Coração acelerado, pernas tremendo, mãos suando, respiração difícil e dor no peito. Esses sintomas podem descrever uma patologia cardíaca ou uma crise de pânico. Em tempos de aumento da ansiedade em função da pandemia e suas consequências, fica ainda mais difícil separar o que pode ser um sintoma de pânico, de doença cardíaca, ou até mesmo um sinal de agravamento do próprio Coronavírus. Avaliar esses quadros em conjunto com o histórico e perfil do paciente é o primeiro passo para conseguir dar a encaminhamento mais correto para o problema.
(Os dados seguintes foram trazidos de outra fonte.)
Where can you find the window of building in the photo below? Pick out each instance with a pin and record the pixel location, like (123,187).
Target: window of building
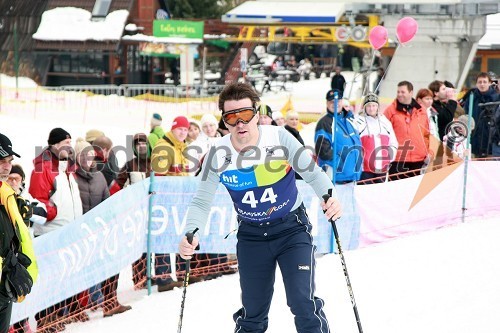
(101,9)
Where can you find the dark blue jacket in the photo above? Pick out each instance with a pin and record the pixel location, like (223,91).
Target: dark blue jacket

De acordo com o cardiologista e clínico geral da Holiste Psiquiatria, Daniel Muricy, o primeiro ponto é analisar a pessoa que apresenta os sintomas. “Se for um paciente jovem, sem fatores de risco e que nunca teve patologia cardíaca, a possibilidade ele estar tendo uma crise de pânico é maior. Se a pessoa, ao contrário, faz parte de grupos de risco, já tem histórico de problemas cardíacos ou diabetes, mais de 50 anos, ela deve procurar atendimento de emergência em caso de sintomas como dor no peito, falta de ar e taquicardia”, aponta Daniel.

A psiquiatra da Holiste Paula Dione aponta que, se há certeza de que o problema se trata de um quadro de pânico, ou seja, a pessoa já tem histórico do transtorno, o ideal é buscar uma emergência psiquiátrica.

“Se não se tem certeza, porém, o mais indicado é a emergência geral ou cardiológica, pois será necessário investigar possíveis causas físicas”, orienta.

Paula explica que o ataque de pânico é um evento em que o indivíduo sente uma reação cognitiva e/ou fisiológica a uma ameaça que ele detecta, sendo que essa ameaça pode ser real ou fantasiosa. Além disso, pelo menos quatro sintomas entre os descritos pelos manuais de psiquiatria devem estar presentes para a confirmação do diagnóstico de Síndrome de Pânico: taquicardia, sudorese, tremores, falta de ar, sensação de engasgo, dor ou opressão torácica, tonturas, sensação de perder o controle, medo de morrer, formigamento e calafrios.

“O pânico é um subtipo de ansiedade. É uma resposta do indivíduo a uma ameaça, seja ela real ou não. Pode, por exemplo, ser uma resposta a um pensamento, uma preocupação. É por isso que, neste momento de isolamento social e incertezas, além de estresse ocasionado pelo medo da doença, é importante estar atento a alguns fatores, como não ficar o tempo todo pensando nos problemas, se informar, mas também tirar o foco um pouco das notícias, e buscar atividades diversas e positivas, como leitura, filmes, atividade física, além de manter contato com amigos e familiares”, aponta a médica.

DIFERENÇAS

A falta de ar é um sintoma muito recorrente em crises de pânico. Ela também é um dos indicativos de que a pessoa pode estar com a forma mais grave do Coronavírus, mas Daniel Muricy alerta que os casos de Covid-19 vêm associados a outros sintomas.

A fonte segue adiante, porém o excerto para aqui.